Nurcihan Pehlivanoglu – Akilli Karga

Yüksek dağların arasında bir orman varmış. Orman, büyük çam ve meşe ağaçlarıyla doluymuş. Bir gün bu ormana bir tilki gelmiş. Bir süre sonra tilkinin canı sıkılmaya başlamış. Çünkü, ormanda hiç arkadaşı yokmuş. Ormanda üzüntülü üzüntülü dolaşırken kartala rastlamış. Tilki: – Kartal kardeş, ormanda hiç arkadaşım yok. Canım sıkılıyor. Gördüğüm kadarıyla siz de yalnızsınız. Arkadaş olalım mı, ne dersiniz, diye sormuş. Kartal: – Ben de arkadaş arıyordum. İyi ki size rastladım. Sizin gibi akıllı biriyle seve seve arkadaşlık ederim, demiş. Tilki ile kartal, hem arkadaşlık hem de komşuluk yapmaya başlamışlar. Kartalın yuvası yüksek bir ağacın tepesinde imiş.

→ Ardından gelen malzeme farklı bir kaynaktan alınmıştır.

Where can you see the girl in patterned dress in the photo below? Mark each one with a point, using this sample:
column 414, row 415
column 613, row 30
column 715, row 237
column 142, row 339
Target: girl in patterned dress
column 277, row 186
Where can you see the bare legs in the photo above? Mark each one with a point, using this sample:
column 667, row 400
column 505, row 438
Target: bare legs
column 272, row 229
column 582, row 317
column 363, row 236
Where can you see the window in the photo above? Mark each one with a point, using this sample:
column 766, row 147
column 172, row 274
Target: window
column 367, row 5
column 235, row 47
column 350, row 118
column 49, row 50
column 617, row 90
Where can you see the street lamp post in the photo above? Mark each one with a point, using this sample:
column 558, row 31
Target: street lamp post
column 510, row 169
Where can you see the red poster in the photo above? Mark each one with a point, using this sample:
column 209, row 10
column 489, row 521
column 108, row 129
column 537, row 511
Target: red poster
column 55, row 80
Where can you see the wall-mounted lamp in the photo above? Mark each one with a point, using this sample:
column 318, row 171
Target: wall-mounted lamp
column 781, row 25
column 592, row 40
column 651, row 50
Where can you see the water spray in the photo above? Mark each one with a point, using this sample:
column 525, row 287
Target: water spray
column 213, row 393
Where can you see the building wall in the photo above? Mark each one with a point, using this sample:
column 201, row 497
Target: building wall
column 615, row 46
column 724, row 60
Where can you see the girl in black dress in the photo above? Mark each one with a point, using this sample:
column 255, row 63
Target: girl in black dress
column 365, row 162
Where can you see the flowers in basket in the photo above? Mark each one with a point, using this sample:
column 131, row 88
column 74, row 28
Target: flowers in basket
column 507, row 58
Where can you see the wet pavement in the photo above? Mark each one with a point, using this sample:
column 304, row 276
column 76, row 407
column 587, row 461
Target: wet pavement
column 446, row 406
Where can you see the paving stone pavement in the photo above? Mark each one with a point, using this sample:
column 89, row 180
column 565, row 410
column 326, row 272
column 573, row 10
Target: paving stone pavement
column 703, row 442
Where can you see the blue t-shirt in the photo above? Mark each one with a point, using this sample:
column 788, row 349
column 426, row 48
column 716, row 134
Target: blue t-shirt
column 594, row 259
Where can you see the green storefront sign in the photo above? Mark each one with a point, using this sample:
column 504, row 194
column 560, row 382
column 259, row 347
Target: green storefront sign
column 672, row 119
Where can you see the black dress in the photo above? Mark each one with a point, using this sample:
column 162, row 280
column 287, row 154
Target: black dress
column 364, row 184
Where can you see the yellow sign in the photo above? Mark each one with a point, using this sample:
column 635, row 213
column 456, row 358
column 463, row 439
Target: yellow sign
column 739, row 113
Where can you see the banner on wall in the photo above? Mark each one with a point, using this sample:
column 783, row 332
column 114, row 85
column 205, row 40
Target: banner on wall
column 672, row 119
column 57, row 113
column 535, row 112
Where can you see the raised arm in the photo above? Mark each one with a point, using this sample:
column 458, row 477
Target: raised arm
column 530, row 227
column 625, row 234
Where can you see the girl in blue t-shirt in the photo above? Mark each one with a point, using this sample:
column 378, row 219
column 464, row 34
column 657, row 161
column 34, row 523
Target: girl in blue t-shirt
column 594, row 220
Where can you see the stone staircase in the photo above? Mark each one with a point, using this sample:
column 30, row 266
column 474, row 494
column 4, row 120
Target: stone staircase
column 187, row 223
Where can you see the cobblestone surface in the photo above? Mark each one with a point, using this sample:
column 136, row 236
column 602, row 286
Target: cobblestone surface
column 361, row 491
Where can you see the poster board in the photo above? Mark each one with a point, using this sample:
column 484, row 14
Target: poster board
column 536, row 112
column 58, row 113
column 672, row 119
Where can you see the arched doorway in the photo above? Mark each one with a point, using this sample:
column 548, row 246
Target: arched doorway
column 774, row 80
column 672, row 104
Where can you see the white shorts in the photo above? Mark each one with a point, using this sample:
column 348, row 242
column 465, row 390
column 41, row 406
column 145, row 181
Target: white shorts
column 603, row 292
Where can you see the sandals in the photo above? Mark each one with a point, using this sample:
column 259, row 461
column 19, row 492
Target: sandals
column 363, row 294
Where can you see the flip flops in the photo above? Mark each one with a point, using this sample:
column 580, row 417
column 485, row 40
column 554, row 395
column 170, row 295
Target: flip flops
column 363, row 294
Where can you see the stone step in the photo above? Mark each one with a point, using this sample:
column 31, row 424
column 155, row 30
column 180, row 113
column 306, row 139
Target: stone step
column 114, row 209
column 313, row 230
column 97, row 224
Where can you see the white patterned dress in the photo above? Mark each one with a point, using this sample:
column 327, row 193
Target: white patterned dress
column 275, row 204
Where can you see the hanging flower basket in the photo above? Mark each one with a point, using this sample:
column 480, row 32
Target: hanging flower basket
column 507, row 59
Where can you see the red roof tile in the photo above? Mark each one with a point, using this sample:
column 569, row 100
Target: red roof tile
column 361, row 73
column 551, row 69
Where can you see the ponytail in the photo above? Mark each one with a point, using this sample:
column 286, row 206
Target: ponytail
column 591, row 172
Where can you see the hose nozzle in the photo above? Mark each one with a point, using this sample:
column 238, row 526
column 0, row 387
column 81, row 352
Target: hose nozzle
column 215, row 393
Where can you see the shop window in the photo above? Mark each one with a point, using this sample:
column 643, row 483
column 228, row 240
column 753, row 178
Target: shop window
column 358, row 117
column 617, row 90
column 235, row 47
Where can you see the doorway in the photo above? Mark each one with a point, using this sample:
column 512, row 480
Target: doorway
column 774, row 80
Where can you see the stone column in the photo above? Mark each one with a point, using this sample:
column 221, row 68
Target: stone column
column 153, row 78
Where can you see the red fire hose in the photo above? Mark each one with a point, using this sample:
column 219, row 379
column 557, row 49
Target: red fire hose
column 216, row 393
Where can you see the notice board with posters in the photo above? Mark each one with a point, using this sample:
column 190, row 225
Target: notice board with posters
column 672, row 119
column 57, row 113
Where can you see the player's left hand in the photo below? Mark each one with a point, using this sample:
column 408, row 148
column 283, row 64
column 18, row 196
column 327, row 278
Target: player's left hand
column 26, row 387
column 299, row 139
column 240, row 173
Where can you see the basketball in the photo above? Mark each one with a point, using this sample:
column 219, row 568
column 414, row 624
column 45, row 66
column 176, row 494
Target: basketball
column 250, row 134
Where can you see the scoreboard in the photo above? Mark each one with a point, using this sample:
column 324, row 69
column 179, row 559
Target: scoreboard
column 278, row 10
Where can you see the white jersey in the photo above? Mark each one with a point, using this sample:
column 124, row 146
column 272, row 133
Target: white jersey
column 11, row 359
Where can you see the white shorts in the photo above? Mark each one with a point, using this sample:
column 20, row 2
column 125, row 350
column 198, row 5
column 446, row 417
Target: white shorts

Ağaç, epeyce yaşlıymış. Ağacın gövdesinde tilkinin evi olabilecek büyüklükte kovuklar varmış. Tilkinin evi de o ağacın kovuğundaymış. Zamanla her iki hayvanın aileleri olmuş, yavruları dünyaya gelmiş. Her ikisi de yavrularını beslemek için gündüzleri ava çıkıyormuş. Eve döndüklerinde minik yavrular büyüklerin getirdikleri yiyecekleri bir an önce yemek için sabırsızlanıyormuş. Günün birinde kartal, yine yiyecek bulmak için evden ayrılmış. Dağları, taşları aşmış. Yükseklere çıkmış, keskin bakışlarıyla yeryüzünü incelemiş. Önce minik bir tavşan görmüş, onu yakalamak istemiş. Fakat çalılıkların arasında kaybetmiş. Vakit de epeyce ilerlemiş. Kartal, ne kadar uğraştıysa da o gün yavrularına götürecek uygun bir av bulamamış. Üzgün bir şekilde yuvasına dönmüş. Bir taraftan da aç yavrularına ne diyeceğini düşünüyormuş.

Yavruları merak ve sabırsızlık içinde onu bekliyormuş. Yavrular: – Anneciğim, karnımız çok aç. Açlıktan bayılmak üzereyiz. Gün boyu dolaştığına göre bizim için iyi bir av yakalamışsındır. Avı getir de yiyelim, demişler. Kartal, boynunu bükerek yavrularına bakmış. Ne diyeceğini bilememiş. Üzgün bir şekilde: – Gün boyu dolaştım fakat sizi sevindirecek bir av bulamadım. Birazdan tekrar ava çıkacağım. Umarım sizi doyuracak bir av bulurum, demiş. Kartal, bir kez daha avlanmaya çıkmış. Artık mutlaka av bulmalıymış. Yuvadan ayrılmış ve çıkabildiği kadar yükseğe çıkmış. Ormanın hemen her yerine bakınmış. Bu sırada, kartalın yaşadığı çevrede kuraklık yaşanıyormuş.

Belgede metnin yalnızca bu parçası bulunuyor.